Breastfeeding should be avoided if there are acceptable, affordable, sustainable and safe alternatives available. If these alternatives are not possible, correct breastfeeding techniques should be taught to minimize trauma to the breast. The woman should be taught to recognize and seek prompt treatment for mastitis or breast abscess or other breast lesions, as well as newborn oral lesions, such as thrush. Exclusive breastfeeding, without addition of other solids or liquids including water, should be encouraged for up to 6 months followed by rapid weaning to minimize risk of transmission and to take advantage of the benefits for the newborn in terms of reduced risk of other infectious morbidity and mortality.

Slide 28

Unless effective interventions are introduced to prevent MTCT in women with HIV, to help women with HIV live longer and be healthier and to prevent new HIV infections in women of childbearing age, there will be a significant erosion in the advances made in past decades to reduce newborn mortality in many countries.
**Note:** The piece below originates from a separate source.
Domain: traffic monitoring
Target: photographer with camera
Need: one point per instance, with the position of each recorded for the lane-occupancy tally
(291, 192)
At current rates of infection, this graph presents the increase in under-5 child mortality rates related to AIDS that may be expected by the year 2010 in several countries with limited resources. These mortality rates not only represent the deaths of children directly caused by HIV infection, but also the deaths that occur when children are orphaned when their mothers die of HIV.

Slide 29

By the end of 1999 it is estimated that more than 13 million children without HIV worldwide had been orphaned by the death from AIDS of their mother or both parents. More than 12 million of these orphans live in Sub-Saharan Africa. In addition to their risk for early death, these children are less likely to receive education, more likely to go hungry and live in poverty and perhaps more at risk themselves for becoming HIV-positive later in life.

Slide 30

In summary, HIV infection in pregnant women affects the life and health of both mother and newborn and has enormous impact on the health and vitality of developing regions. Prevention of HIV infection in women in their childbearing years and prevention of unintended pregnancies in women with HIV are important goals. It is equally important to identify HIV infection in pregnant women so that effective antenatal, labor and childbirth, and postpartum care can be given to prolong the life and health of women and to take advantage of effective interventions to reduce MTCT of HIV.